In South Africa, Ranchers Are Breeding Mutant Animals To Be Hunted

Today, York has roughly 600 gnus. He keeps the best — the most fertile and beautiful, with the biggest horns — for breeding. The next tier goes to auction, mostly for sale to other breeders. Animals that don’t make the grade for breeding are sold to hunting ranches, which are typically bigger and more scenic than York’s, giving hunters the feel of the wild African bush. York allows the least-desirable animals to be shot by local hunters for food.


A drive around York’s spread reveals little evidence of its former life as an intensive crop farm growing potatoes, corn and peanuts. Long native grass flickers in the wind as the gnus graze peacefully. The only signs of man are the electric fences York uses to separate his herds. Since he took over the farm, jackals, bat-eared foxes, and caracals, as well as troops of monkeys, have appeared on the land.

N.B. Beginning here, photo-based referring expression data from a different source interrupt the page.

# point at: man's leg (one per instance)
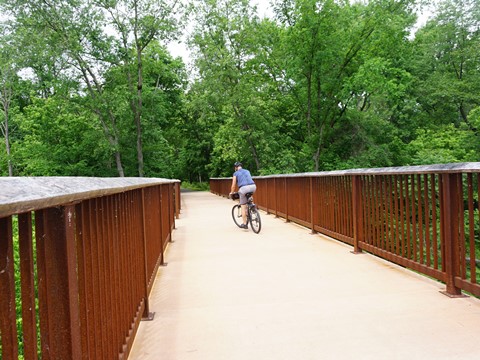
(244, 213)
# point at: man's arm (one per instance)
(234, 184)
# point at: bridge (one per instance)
(228, 293)
(367, 263)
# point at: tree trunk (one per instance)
(6, 96)
(138, 107)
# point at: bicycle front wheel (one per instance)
(237, 215)
(255, 221)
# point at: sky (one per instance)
(179, 49)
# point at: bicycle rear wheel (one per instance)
(255, 221)
(237, 215)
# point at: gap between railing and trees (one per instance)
(425, 218)
(78, 257)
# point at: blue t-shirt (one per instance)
(243, 177)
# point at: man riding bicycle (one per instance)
(243, 179)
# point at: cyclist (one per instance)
(243, 179)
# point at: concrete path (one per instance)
(230, 294)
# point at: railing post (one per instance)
(147, 315)
(8, 328)
(27, 284)
(285, 194)
(57, 283)
(357, 204)
(450, 207)
(312, 207)
(177, 200)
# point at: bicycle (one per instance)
(253, 216)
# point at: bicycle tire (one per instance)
(237, 215)
(254, 219)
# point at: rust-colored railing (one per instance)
(425, 218)
(78, 258)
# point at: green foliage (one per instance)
(325, 85)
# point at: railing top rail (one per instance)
(470, 167)
(22, 194)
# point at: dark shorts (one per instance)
(246, 189)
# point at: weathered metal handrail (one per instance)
(425, 218)
(87, 253)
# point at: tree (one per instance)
(7, 77)
(329, 42)
(139, 22)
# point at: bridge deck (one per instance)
(230, 294)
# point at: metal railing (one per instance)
(78, 257)
(425, 218)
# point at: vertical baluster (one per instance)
(57, 283)
(471, 230)
(8, 328)
(28, 286)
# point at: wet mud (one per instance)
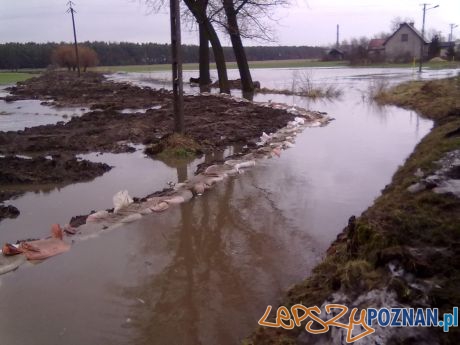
(18, 175)
(212, 121)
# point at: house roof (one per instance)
(376, 43)
(410, 27)
(335, 51)
(444, 45)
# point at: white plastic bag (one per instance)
(120, 200)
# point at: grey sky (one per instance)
(307, 22)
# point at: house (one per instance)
(404, 44)
(376, 50)
(444, 49)
(335, 54)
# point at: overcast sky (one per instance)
(306, 22)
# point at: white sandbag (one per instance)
(121, 200)
(287, 144)
(97, 216)
(314, 124)
(198, 188)
(174, 200)
(145, 211)
(299, 120)
(160, 207)
(245, 164)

“Previously this was crop land with pesticides, chemicals, very few trees, no wildlife,” he says. “Now there are hundreds of wildebeest where there were none for 100 years. The color variants are paying for it.”


Breeding exotic big game is also attracting South Africa’s wealthy, including billionaire Johann Rupert, who controls the world’s largest jewelry maker Cie Financiere Richemont, as well as Norman Adami, ex-chairman of the South African unit of SABMiller, and Deputy President Cyril Ramaphosa. Two years ago, Rupert led a group that paid 40 million rand, for a buffalo named Mystery, specifically bred for his large horns. Ramaphosa, one of South Africa’s wealthiest men, sold impala with white flanks (they are normally copper colored) for 27.3 million rand last September. The same year, York sold a male golden gnu named General Rommel for 1.83 million rand.


“Everyone wants wildebeest,” says York, who received 10 calls from people wanting to buy while a Bloomberg reporter was recently visiting his farm. “We haven’t got enough stock. It’s every day, new people wanting to get in.”